Толстый мальчишка Глеб | страница 82



Развернув блокнотик, он наткнулся на самого себя, изображенного в виде зайца, которого поднимает за уши громадная рука, но ничего не сказал и быстро перевернул листок.

Затем он начертил каждому отдельно маршрут из кривых линий, стрелок и непонятных букв и возвратил блокнотик Огурцу:

— На. Не потеряй. Потом заучим. Ты бежишь по кривому переулку, так указано. Я бегу…

— Убежим! — самодовольно заявил Огурец. — Я когда в деревне отдыхал, меня с трех деревень хлопцы ловили, но только ничего у них не вышло! Где я от них только не прятался: и в лесу, и в погребе, и в картошке… Во ржи тоже… Даже в крапиве лежал — весь в волдырях очутился! Две недели они мучились, пока я отдыхал. Но так и уехал непойманный! Ихнему главному, как уезжали, помахал с машины, чуть он не сбесился.

— А что ты им сделал? — опросил Братец Кролик.

— Да так… Я этого главного затронул: на стенке в виде шимпанзы изобразил!

— Я еще сам один тут кое-какую разведку произведу… — продолжал приказывать Братец Кролик. — Вас освобождаю. Да, чуть не забыл! Каждому нужно заиметь ломик маленький, чтоб в рукав прятать.

— А стамеска не годится? — спросил Огурец.

Но Братец Кролик и слушать не захотел про стамеску:

— Стамеска! Скажет тоже! Это только у столяров стамески бывают, а у воров всегда ломики. Нету — найди! Ты думал, воровать — это схватил и побежал? Так только на базаре воруют.

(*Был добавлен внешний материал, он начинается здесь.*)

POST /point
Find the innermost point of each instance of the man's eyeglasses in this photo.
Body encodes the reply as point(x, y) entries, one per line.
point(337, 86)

А тут тебе не базар!

Дома Мишаня обшарил все хозяйство, но никакого ломика не нашел.

Имелся один лом, такой большой и тяжелый, что и поднять было трудно, а не то что идти с ним воровать.

Мишаня вспомнил, что недавно видел у Лаптяни ломик вполне воровского вида, но Лаптяня просил резины на рогатку, а Мишаня ему не дал.

Ничего не поделаешь: пришлось Мишане снова доставать галоши. Когда он принялся отстригать от края последние остатки (все равно уж их теперь надевать нельзя), появилась глазастая сестра Верка и мигом все углядела.

— Вот это да! — ахнула она, схватившись за щеки. — Это что же с ними стало?

— Да так… Сели, — не подумав, брякнул Мишаня. — Усохли, наверно.

— А зачем еще отстригаешь? Понятно, как они сели…

И Верка вкрадчиво спросила:

— А что, если сейчас пойти да папе сказать: папа, глянь, как твои галоши усохли, сели, что аж одни подошвы остались?

— Смотри, не вздумай! — взмолился Мишаня. — У меня и так положение никуда не годное, а тут еще галоши добавятся.

— Поглядим, — ответила Верка. — Я сейчас знаешь где была? У Розы пластинки заводили. И об тебе был разговор.